The Health and Safety Executive has written to all oil and gas operators expressing concern about the number of gas releases in the industry.
The regulator said some had come “perilously close to disaster” and that more needed to be done to tackle them.
The HSE said a “lack of leadership” was often to blame for leaks, and called for firms to review their processes.
Operators have until July to respond with a summary of their planned improvements.
The HSE has written to operators ahead of the 30th anniversary of the Piper Alpha disaster. The platform exploded in July 1988, leaving 167 men dead.
It said it had become concerned by the number of releases still happening.

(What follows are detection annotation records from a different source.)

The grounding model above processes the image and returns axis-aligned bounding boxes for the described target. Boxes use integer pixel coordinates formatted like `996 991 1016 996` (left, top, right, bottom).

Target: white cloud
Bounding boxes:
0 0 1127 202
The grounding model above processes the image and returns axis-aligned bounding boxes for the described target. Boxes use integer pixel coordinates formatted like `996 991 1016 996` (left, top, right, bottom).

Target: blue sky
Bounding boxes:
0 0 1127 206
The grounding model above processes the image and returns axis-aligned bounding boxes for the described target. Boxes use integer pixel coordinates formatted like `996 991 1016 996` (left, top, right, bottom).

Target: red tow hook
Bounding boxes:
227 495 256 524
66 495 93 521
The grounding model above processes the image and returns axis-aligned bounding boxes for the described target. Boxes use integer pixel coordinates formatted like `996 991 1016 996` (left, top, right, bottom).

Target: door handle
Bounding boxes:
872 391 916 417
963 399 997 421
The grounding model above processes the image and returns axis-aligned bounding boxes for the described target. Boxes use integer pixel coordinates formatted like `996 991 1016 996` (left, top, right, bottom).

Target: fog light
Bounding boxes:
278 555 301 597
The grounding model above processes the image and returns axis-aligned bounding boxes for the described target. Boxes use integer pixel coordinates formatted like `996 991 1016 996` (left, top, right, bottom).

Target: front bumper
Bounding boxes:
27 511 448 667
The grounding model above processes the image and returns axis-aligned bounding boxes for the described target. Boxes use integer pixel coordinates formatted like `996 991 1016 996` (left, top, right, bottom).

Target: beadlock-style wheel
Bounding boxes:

The plan is to then feed back the findings to the sector at an event later in the year.
Chris Flint, the HSE’s director of energy division, said: “Every HCR (hydrocarbon release) is a safety threat, as it represents a failure in an operator’s management of its risks.

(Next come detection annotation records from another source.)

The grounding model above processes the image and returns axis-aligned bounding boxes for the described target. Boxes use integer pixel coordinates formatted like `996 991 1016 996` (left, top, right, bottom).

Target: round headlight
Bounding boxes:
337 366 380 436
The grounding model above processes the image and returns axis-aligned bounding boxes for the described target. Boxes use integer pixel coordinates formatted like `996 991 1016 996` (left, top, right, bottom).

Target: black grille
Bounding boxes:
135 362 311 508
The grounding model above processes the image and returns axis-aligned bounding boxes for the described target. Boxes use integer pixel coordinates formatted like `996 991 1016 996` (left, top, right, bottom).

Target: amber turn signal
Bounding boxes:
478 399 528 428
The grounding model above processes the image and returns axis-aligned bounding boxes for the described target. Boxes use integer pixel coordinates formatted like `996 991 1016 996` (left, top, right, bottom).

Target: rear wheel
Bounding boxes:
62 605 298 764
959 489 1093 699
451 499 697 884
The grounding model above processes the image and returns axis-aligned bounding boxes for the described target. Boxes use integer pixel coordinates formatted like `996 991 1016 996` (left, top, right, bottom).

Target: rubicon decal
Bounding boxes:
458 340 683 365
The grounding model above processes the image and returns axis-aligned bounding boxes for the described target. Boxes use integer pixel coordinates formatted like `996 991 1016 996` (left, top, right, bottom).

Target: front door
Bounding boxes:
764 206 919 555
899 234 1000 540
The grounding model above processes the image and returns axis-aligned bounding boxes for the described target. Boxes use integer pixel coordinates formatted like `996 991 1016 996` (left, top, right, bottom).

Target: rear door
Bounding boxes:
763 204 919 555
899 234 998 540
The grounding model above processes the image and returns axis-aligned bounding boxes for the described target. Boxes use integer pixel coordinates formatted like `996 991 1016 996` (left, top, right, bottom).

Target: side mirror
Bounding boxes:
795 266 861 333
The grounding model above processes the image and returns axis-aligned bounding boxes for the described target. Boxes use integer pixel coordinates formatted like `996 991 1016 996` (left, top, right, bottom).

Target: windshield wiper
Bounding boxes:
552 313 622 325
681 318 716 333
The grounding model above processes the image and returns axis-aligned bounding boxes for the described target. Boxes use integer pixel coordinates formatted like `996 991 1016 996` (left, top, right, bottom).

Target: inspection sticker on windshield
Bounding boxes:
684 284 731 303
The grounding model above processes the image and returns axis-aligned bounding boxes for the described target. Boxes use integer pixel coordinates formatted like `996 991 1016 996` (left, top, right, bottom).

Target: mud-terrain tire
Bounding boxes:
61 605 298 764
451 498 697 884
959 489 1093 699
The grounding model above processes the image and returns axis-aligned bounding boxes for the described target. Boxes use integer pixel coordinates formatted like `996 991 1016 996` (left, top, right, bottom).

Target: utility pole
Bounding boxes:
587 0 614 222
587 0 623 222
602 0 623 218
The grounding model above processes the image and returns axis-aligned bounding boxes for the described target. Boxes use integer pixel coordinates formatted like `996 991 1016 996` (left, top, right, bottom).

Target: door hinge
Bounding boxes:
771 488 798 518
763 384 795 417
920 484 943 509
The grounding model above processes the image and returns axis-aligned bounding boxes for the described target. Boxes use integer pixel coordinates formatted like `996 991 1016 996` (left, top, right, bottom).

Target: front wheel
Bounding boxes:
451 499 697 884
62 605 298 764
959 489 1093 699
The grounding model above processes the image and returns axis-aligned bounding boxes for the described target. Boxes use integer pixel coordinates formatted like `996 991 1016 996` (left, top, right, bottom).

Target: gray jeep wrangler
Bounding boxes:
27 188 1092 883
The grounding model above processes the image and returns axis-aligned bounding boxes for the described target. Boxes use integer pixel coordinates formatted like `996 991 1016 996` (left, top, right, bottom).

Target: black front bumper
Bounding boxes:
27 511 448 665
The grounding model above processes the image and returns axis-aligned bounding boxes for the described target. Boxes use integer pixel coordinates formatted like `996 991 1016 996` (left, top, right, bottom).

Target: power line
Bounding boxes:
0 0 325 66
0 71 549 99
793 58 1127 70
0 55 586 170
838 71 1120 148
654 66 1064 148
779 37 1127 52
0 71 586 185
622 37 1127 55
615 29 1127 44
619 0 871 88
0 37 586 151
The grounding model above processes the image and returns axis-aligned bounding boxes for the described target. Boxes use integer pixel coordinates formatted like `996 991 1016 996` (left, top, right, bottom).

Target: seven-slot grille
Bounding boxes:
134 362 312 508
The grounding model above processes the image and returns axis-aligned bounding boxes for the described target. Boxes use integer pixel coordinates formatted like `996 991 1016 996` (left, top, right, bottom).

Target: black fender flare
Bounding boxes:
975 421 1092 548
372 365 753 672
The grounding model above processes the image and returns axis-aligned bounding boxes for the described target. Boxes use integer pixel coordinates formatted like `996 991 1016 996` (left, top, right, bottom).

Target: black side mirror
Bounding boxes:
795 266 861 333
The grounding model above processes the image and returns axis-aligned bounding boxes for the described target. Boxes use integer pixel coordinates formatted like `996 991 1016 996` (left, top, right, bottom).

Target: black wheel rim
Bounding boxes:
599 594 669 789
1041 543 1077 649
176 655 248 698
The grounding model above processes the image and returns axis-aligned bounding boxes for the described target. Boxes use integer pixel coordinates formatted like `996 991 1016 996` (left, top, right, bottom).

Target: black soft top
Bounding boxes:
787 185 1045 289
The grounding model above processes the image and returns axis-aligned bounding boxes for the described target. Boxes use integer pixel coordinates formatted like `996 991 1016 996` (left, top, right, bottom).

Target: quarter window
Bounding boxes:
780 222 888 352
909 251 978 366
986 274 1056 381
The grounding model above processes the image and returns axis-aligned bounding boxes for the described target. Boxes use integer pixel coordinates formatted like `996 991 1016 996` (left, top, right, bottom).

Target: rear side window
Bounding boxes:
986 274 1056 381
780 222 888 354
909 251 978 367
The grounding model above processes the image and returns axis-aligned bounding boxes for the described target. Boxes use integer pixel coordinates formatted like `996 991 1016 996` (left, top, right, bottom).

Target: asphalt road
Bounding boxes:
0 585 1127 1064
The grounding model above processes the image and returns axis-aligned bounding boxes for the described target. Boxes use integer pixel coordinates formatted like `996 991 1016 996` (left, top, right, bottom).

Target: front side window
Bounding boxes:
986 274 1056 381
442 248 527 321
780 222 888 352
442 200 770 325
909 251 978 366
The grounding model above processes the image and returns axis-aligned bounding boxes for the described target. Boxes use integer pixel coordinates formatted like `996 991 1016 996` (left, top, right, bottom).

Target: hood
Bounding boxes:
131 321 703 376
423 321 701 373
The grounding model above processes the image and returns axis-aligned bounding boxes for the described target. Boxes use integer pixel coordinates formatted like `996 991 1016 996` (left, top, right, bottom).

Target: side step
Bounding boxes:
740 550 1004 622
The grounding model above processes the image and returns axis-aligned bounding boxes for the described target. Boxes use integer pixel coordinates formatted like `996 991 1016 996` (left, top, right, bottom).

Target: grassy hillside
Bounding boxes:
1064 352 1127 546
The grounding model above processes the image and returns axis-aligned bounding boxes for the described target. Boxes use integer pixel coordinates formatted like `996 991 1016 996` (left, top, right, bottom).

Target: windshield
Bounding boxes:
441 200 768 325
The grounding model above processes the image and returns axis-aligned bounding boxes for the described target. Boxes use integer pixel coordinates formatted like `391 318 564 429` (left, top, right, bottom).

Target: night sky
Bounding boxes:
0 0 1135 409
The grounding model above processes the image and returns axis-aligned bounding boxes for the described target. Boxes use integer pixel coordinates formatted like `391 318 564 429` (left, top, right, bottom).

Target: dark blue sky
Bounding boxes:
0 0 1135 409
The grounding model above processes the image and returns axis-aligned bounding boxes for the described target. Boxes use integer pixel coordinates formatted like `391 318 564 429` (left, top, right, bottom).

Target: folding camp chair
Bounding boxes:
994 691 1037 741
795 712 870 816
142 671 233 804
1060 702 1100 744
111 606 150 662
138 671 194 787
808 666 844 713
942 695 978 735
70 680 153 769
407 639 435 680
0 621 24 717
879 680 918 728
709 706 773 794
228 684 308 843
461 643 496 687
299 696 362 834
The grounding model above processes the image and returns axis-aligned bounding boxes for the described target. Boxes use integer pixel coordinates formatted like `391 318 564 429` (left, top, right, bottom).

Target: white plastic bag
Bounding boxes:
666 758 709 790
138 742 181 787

“I recognise the steps the industry has taken to reduce the overall number of HCRs, however HCRs remain a concern, particularly major HCRs because of their greater potential to lead to fires, explosions and multiple losses of life.
“There have been several such releases in recent years that have come perilously close to disaster.”
He added: “Experience from our investigations is that HCRs typically happen because there have been failings across the board.
“If you get the safety culture right, staff will be much more likely to spot hazards, challenge when standards aren’t right, and be engaged in improvement.”
Oil & Gas UK’s chief executive Deirdre Michie said: “As the HSE recognise in the letter sent to our members, our industry has delivered “a substantial and welcome downward trend in the total number of HCRs since 2005.
“However, we all know there is never room for complacency.
“We understand why the HSE wants to highlight areas where industry can further improve and we continue to work closely with them to reduce hydrocarbon releases.
“The industry is committed to ensuring lessons are learned and good practice is shared, and look forward to using the results of this initiative to progress this important work.”
In 2012, a leak on Total’s Elgin platform continued for 51 days.